Who said neutrals have to be boring? When it comes to decorating, a neutral palette doesn't always start and end with beige. Just ask designers Sasha Bikoff, Henriette von Stockhausenand Anne Hepfer, who agree that certain colors can create a pared-down look that's anything but austere. Read on to see how these experts design using these "new neutrals."
For New York-based designer Sasha Bikoff, pale pink is easy on the eye but still packs a punch. "I consider certain pinks neutral because of their nude, almost skin-like quality," says the designer.
Blush has a cream and yellow base that makes it a neutral, as opposed to pinks with purple undertones, according to Bikoff. "The light blush in this living room works great as a backdrop to other neutrals and pops of color, like canary yellow, which complements the blush in a beautiful, unassuming way."
"By using such a simplistic neutral, I could incorporate an array of exciting prints, such as the animal print rug and floral throw pillows."
In this Georgian townhouse, UK-based designer Henriette von Stockhausen of VSP Interiors used silver to give this family home a clean, streamlined look without compromising elegance. Henriette chose a silver leaf grasscloth to bring texture and weight to the dining room walls. "As light changes throughout the day, silver takes on different hues and reflects what is happening outside, and is most wonderful by candlelight during dinner parties," says the designer. A silver mirror frame, door handles and drapes add sparkle to the neutral scheme.

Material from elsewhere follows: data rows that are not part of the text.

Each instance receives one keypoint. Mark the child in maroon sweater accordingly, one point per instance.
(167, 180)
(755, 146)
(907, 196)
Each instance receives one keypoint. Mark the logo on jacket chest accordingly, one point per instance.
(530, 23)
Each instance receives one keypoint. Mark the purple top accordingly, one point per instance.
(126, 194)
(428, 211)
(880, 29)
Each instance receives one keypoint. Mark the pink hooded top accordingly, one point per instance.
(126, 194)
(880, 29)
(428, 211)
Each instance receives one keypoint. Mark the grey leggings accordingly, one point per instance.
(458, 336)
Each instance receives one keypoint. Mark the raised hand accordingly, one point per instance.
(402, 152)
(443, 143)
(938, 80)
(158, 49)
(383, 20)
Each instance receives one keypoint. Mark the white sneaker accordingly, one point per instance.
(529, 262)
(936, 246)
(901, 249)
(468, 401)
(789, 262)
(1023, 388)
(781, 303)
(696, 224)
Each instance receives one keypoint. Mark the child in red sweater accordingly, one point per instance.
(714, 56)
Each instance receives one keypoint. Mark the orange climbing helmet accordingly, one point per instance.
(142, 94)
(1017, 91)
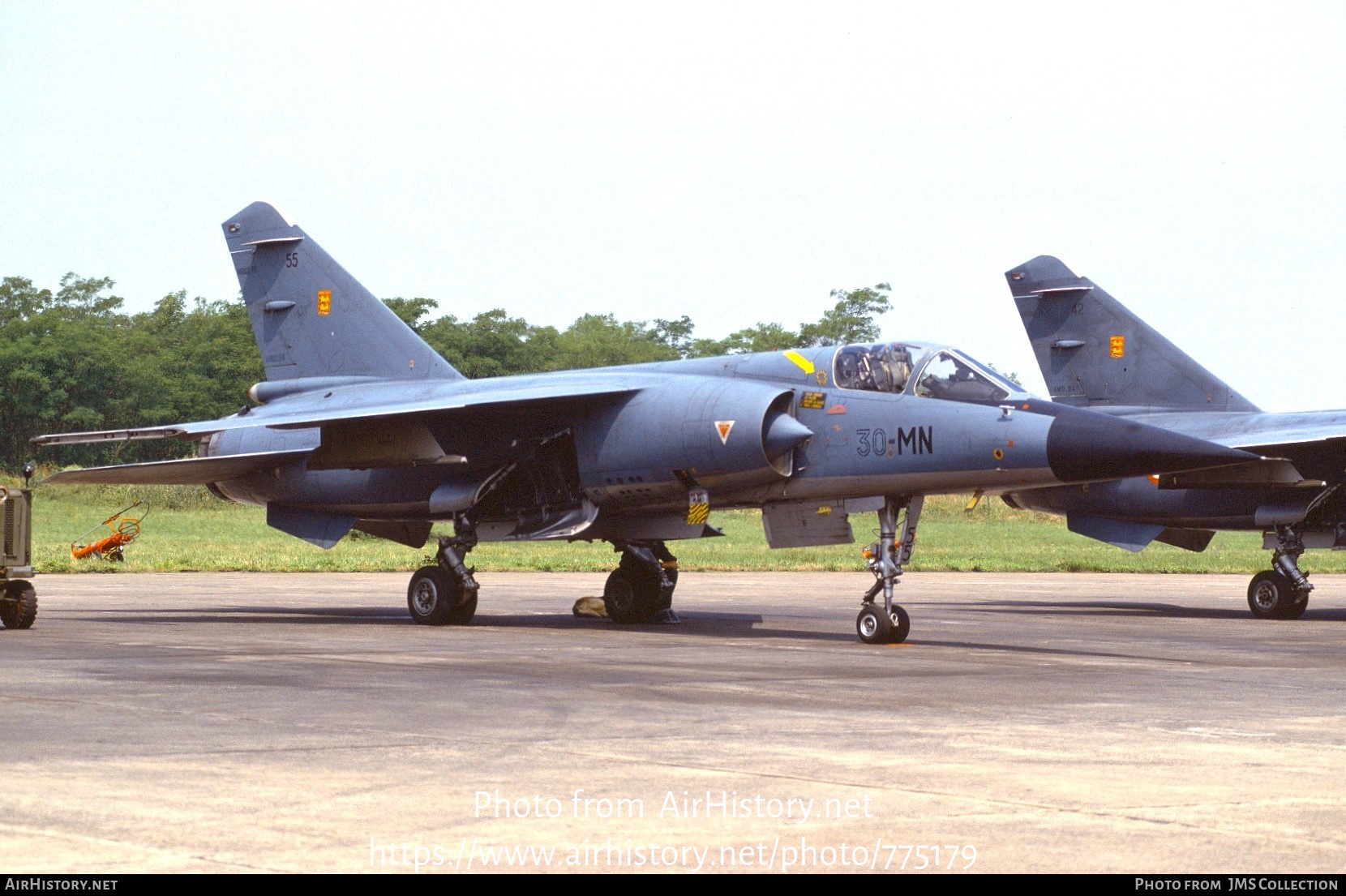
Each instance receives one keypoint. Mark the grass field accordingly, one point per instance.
(189, 529)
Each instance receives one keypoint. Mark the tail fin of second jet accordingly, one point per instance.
(1093, 351)
(310, 316)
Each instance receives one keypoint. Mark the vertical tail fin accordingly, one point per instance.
(1093, 351)
(310, 316)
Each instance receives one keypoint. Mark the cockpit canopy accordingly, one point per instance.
(941, 373)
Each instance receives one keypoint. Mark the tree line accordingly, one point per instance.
(75, 359)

In the master bedroom, von Stockhausen used silver to create a calm yet glamorous space. She chose a cherry blossom wallpaper with a silver leaf background to create a cool shimmer, while a soft pink loveseat, champagne satin drapes, and blush notes throughout round out the neutral scheme. "A subtle layering of neutrals creates a comfortable and enveloping space," says the designer. "A few contrasts in the same hue create a gentle juxtaposition that's harmonious with the design."
3. Pale Blue
Canadian designer Anne Hepfer used a pale blue-gray to create a neutral, soft palette for the master bedroom in this Toronto apartment. The abundant natural light tempers the blue, which was used only on the wall shelving, bedding and drapes to prevent the hue from overwhelming the design. "I created a landscape using a paler shade of blue, and juxtaposed it with contrasting accents like earthy browns and metallic golds to offset the palette."